襲撃

 アレクシスはパメラの言葉に異論を唱えなかった。むしろ何かをイメージとしてパメラに伝えた。


 それは彼が把握した身元不詳者と護衛たちの位置に関する情報。


 パメラはそれを土台に距離を計算し、瓦礫を片付けながら時々調査した瓦礫自体と魔法の耐久度を土台に威力を測った。


 ――砲撃魔法〈ゼノンの威圧〉


 パメラが展開した魔法陣から巨大な魔力砲が発射された。


 無生物と魔法だけを破壊し、生物にはダメージを与えない制圧用魔法。それを護衛たちには触れないように絶妙な距離を計算して放ったのだ。

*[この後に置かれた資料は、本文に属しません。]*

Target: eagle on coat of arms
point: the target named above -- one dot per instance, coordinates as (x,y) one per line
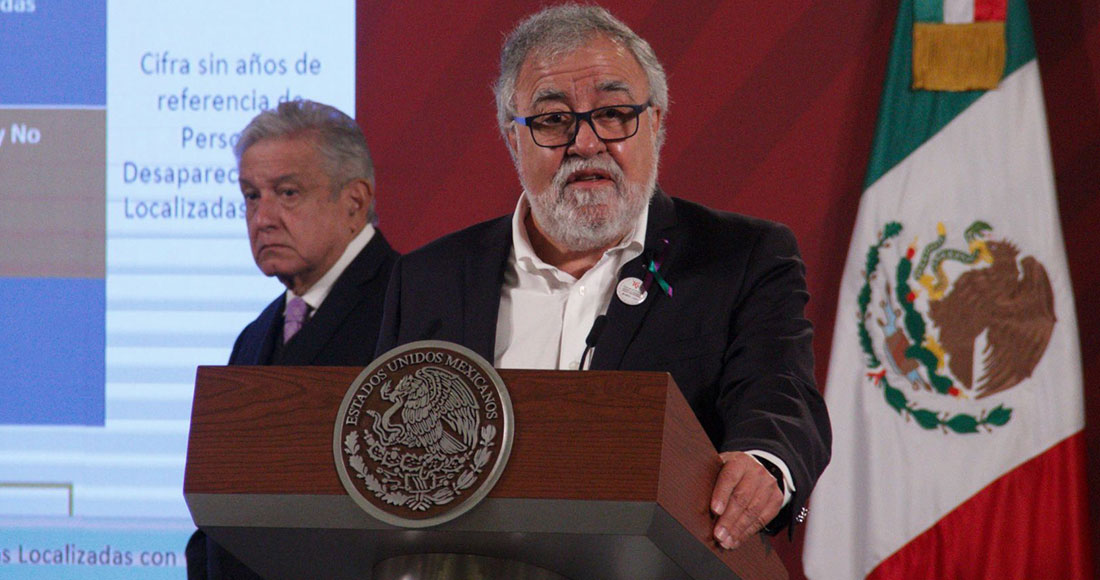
(989,325)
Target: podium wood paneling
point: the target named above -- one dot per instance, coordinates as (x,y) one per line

 坑道が再び崩れないように支持する魔法をパメラが展開する間、アレクシスは開かれた道に沿って突進した。


 ――霊氷魔法〈霊結の剣〉


 アレクシスは氷の新しい剣を作り、振り回した。姿が公然と明らかになった身元不詳者たちは武器を抜いて彼の一撃を防いだが、眉をひそめて後に退いた。


 身元不詳者たちの姿は一言で言えば平凡だった。平凡な服と外見はパメラたちを密かに監視していた身元不詳者らしくない姿だった。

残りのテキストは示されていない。